University of South Dakota professor Stanley May, along with researchers and engineers from the South Dakota School of Mines and Technology, have developed an “invisible” Quick Response code.
They are hoping the new technology can help combat security counterfeiting and forgery.
Over the past few years, May, who developed a clear ink solvent integrated with nanoparticle technology, worked with SDSM&T professors Jon Kellar and William Cross on making the ink printable.
With the help of graduate researchers at SDSM&T, Kellar and Cross were able to begin printing, with a special aerosol lab printer, basic letters and shapes onto various objects including paper.
One day, Jeevan Meruga, a graduate student researching with Kellar, decided to use the technology to print a QR code. When Meruga approached Kellar of his findings, Kellar didn’t know what to make of it.
“[Meruga] came to me one day and said ‘Jon, look what I printed,’” said Kellar. “I didn’t even know what it was at first, but then I quickly figured out what it was and how important this could be.”
The QR code is a square two-dimensional box filled with various smaller black and white blocks. Typically companies use these codes for product marketing and can be readily scanned by smart phones. Upon scanning users are then taken to another source to be given more information on the product.
When the clear solution is printed on any surface ,it appears invisible to the naked eye and can only be seen under infrared lighting.
“When printed on white paper it just looks like a white piece of paper, nothing there,” said May. “The human eye can only process visible light, so in order to view the covert code you’d need infrared lighting.”

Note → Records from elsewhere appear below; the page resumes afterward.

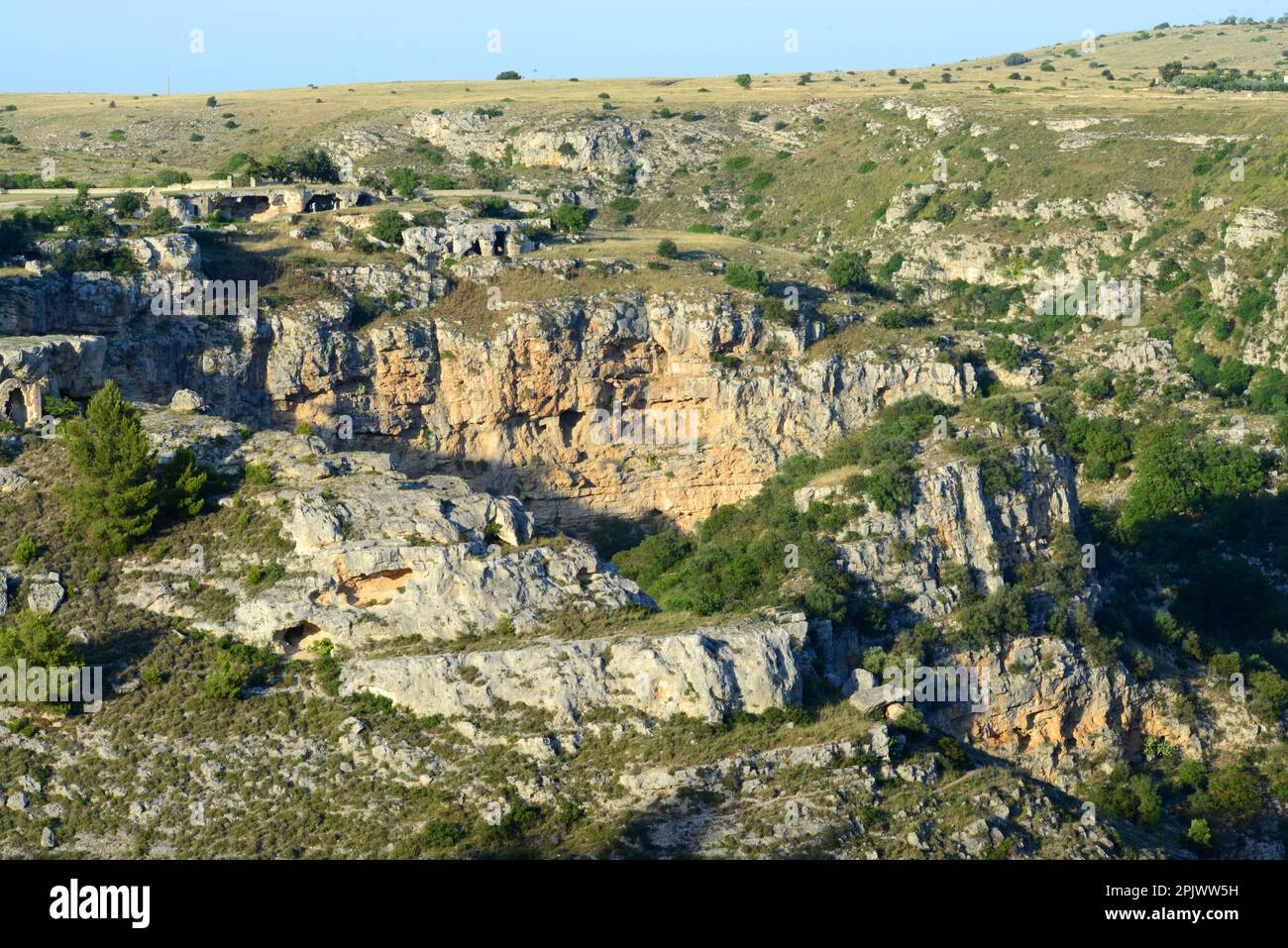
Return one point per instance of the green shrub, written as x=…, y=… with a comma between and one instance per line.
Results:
x=387, y=227
x=571, y=218
x=849, y=272
x=25, y=552
x=31, y=638
x=746, y=277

As current QR codes are able to store vast amounts of information, the invisible ones could be used to for the same purpose. Storing a quantity of information that cannot be seen by the naked eye is one way to keep unwanted viewers from seeing it. Information that isn’t supposed to be seen by anyone else such as classified documents can be kept a secret.
Another proposed usage of these covert codes is combating against counterfeiting and forgery, as a majority of companies trying to obtain the rights to the technology are looking to use it for just that, said May.
According to May, items such as driver’s licenses, passports and social security cards that are widely forged would become more difficult to reproduce.
“The ink uses nanotechnology which won’t be easy to counterfeit by an ordinary person,” said May. “We can also manipulate things that are technical with the spectral signatures and color that would make it much more difficult to copy.”
According to Kellar, the technology could potentially be printed onto almost any surface, which gives it more varieties of ways to be incorporated.
“We’ve printed it on paper, glass, metal and Kapton [a film that can typically withstand extreme temperatures],” said May. “We’ve printed it on transparent tape. We’ve printed it on a ballpoint pen and on Bayer aspirin. It just shows that it can be placed on potentially any surface.”
May said the ink could even be printed on human skin, but the warmth from the infrared lighting would be unpleasant.
May and his partners are working on being able to mass print the codes using regular ink jet printers, as opposed to the aerosol lab printers, which aren’t made for mass printing.